Regression analysis


In statistical modeling, regression analysis is a vintage of statistical processes for estimating a relationships between the dependent variable often called the 'outcome' or 'response' variable, or a 'label' in machine learning parlance and one or more independent variables often called 'predictors', 'covariates', 'explanatory variables' or 'features'. The near common gain of regression analysis is linear regression, in which one finds the bracket or a more complex linear combination that most closely fits the data according to a particular mathematical criterion. For example, the method of ordinary least squares computes the unique line or hyperplane that minimizes the written of squared differences between the true data as living as that line or hyperplane. For specific mathematical reasons see linear regression, this allowed the researcher to estimate the conditional expectation or population average value of the dependent variable when the independent variables make on a given set of values. Less common forms of regression usage slightly different procedures to estimate pick location parameters e.g., quantile regression or Necessary condition Analysis or estimate the conditional expectation across a broader collection of non-linear models e.g., nonparametric regression.

Regression analysis is primarily used for two conceptually distinct purposes.

First, regression analysis is widely used for prediction and forecasting, where its use has substantial overlap with the field of machine learning.

Second, in some situations regression analysis can be used to infer causal relationships between the self-employed person and dependent variables. Importantly, regressions by themselves only reveal relationships between a dependent variable and a collection of self-employed person variables in a fixed dataset. To use regressions for prediction or to infer causal relationships, respectively, a researcher must carefully justify why existing relationships have predictive energy for a new context or why a relationship between two variables has a causal interpretation. The latter is particularly important when researchers hope to estimate causal relationships using observational data.

History


The earliest form of regression was the method of least squares, which was published by Legendre in 1805, and by Gauss in 1809. Legendre and Gauss both applied the method to the problem of determining, from astronomical observations, the orbits of bodies about the Sun mostly comets, but also later the then newly discovered minor planets. Gauss published a further development of the belief of least squares in 1821, including a representation of the Gauss–Markov theorem.

The term "regression" was coined by Francis Galton in the 19th century to describe a biological phenomenon. The phenomenon was that the heights of descendants of tall ancestors tend to regress down towards a normal average a phenomenon also call as regression toward the mean. For Galton, regression had only this biological meaning, but his work was later extended by Udny Yule and Karl Pearson to a more general statistical context. In the work of Yule and Pearson, the joint distribution of the response and explanatory variables is assumed to be Gaussian. This assumption was weakened by R.A. Fisher in his works of 1922 and 1925. Fisher assumed that the conditional distribution of the response variable is Gaussian, but the joint distribution need non be. In this respect, Fisher's assumption is closer to Gauss's formulation of 1821.

In the 1950s and 1960s, economists used electromechanical desk "calculators" to calculate regressions. ago 1970, it sometimes took up to 24 hours to receive the a thing that is said from one regression.

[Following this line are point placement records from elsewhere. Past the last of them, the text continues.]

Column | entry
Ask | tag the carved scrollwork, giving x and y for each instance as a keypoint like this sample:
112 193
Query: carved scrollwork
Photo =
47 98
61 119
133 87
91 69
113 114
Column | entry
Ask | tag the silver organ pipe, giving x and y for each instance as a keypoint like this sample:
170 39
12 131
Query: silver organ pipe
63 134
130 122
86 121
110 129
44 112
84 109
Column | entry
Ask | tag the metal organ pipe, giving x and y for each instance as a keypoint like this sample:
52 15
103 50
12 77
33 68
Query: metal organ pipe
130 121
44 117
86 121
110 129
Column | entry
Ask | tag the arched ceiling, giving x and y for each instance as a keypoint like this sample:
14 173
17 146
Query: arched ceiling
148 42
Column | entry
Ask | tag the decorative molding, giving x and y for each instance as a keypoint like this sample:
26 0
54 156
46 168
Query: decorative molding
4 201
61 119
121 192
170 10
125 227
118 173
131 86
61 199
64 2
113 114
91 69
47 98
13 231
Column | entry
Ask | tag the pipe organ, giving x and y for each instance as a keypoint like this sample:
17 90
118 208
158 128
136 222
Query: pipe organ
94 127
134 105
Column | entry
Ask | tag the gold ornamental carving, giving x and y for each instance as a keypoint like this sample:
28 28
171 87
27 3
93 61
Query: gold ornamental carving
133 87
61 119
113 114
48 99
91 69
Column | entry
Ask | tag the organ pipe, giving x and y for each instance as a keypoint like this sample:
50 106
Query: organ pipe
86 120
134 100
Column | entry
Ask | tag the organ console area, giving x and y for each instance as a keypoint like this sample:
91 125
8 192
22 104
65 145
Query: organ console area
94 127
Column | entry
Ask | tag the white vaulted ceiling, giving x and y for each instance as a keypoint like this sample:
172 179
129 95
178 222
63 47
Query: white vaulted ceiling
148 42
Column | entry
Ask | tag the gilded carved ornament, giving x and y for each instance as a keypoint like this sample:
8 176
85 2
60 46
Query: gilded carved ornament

Regression methods come on to be an area of active research. In recent decades, new methods have been developed for robust regression, regression involving correlated responses such(a) as time series and growth curves, regression in which the predictor independent variable or response variables are curves, images, graphs, or other complex data objects, regression methods accommodating various types of missing data, nonparametric regression, Bayesian methods for regression, regression in which the predictor variables are measured with error, regression with more predictor variables than observations, and causal inference with regression.